Cécilia Dutter : « En certaines circonstances tragiques, seule une présence attentive représente une aide effective »
L’écrivaine et critique littéraire nous livre sa chronique. Avec cette question : lorsque quelqu’un vient se confier à nous, « est-ce si difficile de faire silence pour se concentrer sur la personne qui s’exprime ? » L’enjeu : s’ouvrir ensemble à la présence d’un Plus Grand que soi.
Il est peu dire que l’individualisme forcené qui marque notre époque, l’hyper-accélération du temps dans lequel nous vivons, la recherche permanente de la performance et la marchandisation de toute chose, ne nous apprennent pas l’art, subtil et essentiel, de l’écoute, qui suppose, au contraire, de se tourner vers l’autre pour se mettre gratuitement à son service.
En cette période de Toussaint qui ravive la souffrance du deuil de nos chers disparus, quand un ami, un parent ou un collègue nous confie sa tristesse face à la mort récente d’un proche, nous sommes souvent démunis. Nous l’écoutons, certes, ou du moins, nous tentons de le faire, mais, souvent, notre écoute n’est que de surface.
« Notre insupportable ego ramène tout à lui »
Disons qu’au mieux, nous entendons quelques bribes de sa plainte et, très vite, nous avons la fâcheuse tendance à intervenir pour lui donner des conseils ou notre avis, donc notre jugement sur ce qu’il essayait tant bien que mal de nous dire avant que nous ne l’interrompions. « Si j’étais à ta place, je ferais… », « cela me rappelle la fois où je… », voilà le genre de phrases qui sortent de notre bouche et viennent aussitôt clouer malencontreusement la sienne. Quel est ce « moi-je » qui s’exprime alors qu’on ne lui demandait que de se taire et d’ouvrir grand ses oreilles et ses yeux pour saisir chaque détail, verbal ou non, de ce que l’autre souhaitait lui dire ?
Notre insupportable ego ramène tout à lui alors que, précisément, nous ne sommes pas à la place de l’autre qui vit les événements avec son propre ressenti, lié à son caractère et son histoire. Est-ce si difficile de faire silence pour se concentrer sur la personne qui s’exprime, s’imprégner de ses mots, entériner ses silences, ses soupirs ou ses pleurs, en lui témoignant, par notre regard et notre attention, une profonde compassion ?

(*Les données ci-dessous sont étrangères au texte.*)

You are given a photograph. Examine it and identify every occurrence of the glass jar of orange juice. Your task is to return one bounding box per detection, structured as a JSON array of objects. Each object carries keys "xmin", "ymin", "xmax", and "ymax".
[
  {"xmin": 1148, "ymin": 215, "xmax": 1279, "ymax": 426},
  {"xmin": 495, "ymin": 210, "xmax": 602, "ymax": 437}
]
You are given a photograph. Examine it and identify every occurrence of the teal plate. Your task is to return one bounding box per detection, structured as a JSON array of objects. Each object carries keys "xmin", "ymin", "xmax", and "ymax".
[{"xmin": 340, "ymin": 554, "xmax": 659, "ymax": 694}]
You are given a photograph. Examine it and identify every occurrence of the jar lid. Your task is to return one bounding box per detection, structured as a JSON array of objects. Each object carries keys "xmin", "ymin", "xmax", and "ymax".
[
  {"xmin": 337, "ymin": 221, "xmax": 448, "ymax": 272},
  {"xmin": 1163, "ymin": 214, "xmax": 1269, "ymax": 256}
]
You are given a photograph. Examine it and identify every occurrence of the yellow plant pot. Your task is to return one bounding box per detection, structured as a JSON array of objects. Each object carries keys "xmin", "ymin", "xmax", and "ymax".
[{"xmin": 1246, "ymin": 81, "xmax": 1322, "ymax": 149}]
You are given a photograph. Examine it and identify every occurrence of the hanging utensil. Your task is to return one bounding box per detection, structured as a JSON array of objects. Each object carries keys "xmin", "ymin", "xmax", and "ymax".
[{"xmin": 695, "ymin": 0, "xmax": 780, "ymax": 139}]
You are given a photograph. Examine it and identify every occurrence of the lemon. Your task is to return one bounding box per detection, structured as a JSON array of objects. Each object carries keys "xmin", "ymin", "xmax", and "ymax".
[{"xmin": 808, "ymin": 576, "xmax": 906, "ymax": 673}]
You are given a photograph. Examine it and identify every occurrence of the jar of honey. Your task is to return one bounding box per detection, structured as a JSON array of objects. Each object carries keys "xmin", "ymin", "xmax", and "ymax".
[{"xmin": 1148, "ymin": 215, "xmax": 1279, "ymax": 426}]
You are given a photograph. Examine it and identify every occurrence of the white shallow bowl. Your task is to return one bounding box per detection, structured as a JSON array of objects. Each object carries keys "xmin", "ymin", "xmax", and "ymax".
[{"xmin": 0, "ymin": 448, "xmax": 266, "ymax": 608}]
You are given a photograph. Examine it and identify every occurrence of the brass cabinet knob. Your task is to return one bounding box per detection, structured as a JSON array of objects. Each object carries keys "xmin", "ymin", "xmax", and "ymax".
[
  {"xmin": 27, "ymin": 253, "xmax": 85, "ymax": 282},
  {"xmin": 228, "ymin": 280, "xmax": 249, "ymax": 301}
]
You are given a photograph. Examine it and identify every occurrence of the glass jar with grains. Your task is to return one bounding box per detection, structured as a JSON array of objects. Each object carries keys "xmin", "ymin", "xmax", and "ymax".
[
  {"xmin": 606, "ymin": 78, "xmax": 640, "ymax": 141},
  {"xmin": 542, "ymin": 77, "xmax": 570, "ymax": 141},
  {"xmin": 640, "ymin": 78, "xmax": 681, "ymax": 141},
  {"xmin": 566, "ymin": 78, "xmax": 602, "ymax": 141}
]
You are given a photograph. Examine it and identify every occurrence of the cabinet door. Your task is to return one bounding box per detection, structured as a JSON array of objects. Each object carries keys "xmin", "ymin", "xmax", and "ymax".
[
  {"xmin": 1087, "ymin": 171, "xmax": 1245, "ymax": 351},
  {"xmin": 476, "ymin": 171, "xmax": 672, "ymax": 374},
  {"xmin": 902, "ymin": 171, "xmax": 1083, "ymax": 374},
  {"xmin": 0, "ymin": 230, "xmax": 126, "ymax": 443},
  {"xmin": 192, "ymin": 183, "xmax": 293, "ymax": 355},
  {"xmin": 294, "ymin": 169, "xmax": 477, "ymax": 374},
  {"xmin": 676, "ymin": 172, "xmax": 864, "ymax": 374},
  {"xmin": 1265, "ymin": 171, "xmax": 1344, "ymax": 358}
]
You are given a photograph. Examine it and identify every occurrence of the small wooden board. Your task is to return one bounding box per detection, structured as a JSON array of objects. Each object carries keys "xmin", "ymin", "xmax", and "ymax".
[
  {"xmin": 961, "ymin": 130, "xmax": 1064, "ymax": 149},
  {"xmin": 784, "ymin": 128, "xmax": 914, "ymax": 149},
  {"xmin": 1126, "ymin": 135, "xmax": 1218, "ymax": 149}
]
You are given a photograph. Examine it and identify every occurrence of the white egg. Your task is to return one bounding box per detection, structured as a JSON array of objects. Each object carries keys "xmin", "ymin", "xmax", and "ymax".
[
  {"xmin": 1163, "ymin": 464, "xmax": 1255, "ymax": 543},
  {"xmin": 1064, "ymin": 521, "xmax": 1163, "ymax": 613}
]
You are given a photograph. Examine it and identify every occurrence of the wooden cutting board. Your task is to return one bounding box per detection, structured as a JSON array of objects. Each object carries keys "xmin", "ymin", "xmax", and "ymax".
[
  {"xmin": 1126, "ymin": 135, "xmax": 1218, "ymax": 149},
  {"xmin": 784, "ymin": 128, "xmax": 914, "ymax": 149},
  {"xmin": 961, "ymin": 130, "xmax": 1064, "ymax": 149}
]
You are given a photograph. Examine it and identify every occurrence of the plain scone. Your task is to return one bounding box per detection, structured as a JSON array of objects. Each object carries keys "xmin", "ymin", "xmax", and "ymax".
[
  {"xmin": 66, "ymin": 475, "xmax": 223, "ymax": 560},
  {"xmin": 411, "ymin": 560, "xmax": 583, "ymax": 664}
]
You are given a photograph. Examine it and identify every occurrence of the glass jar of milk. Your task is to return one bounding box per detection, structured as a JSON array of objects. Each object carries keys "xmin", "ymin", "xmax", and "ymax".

L’aide que nous pouvons lui apporter se situe dans cette bienveillante empathie lui permettant de s’épancher et de desserrer le nœud d’angoisse et de chagrin qui l’étreint. En prenant du recul sur le chaos intérieur qu’il traverse, notre interlocuteur reprend peu à peu confiance dans ses propres ressources pour surmonter l’épreuve. Car lui seul est capable de retrouver des forces vives. Nous ne pouvons que lui tendre le miroir de notre regard afin qu’il les puise en lui.
« Être là », aux côtés de celui qui pleure
En un autre temps, dans les ténèbres de la Shoah, au sein du camp de transit de Westerbork où elle était détenue, face au désespoir de ses pairs juifs déportés qui arrivaient des quatre coins des Pays-Bas après avoir été raflés par l’ennemi nazi, Etty Hillesum écrivait ceci dans son journal : « Mon faire consiste à être là. » À 29 ans, elle avait déjà acquis cette sagesse de savoir qu’en certaines circonstances tragiques, seule une présence attentive, procédant d’une dilatation de l’être, capable alors de toucher le prochain dans sa vérité et sa fragilité, représente une aide effective.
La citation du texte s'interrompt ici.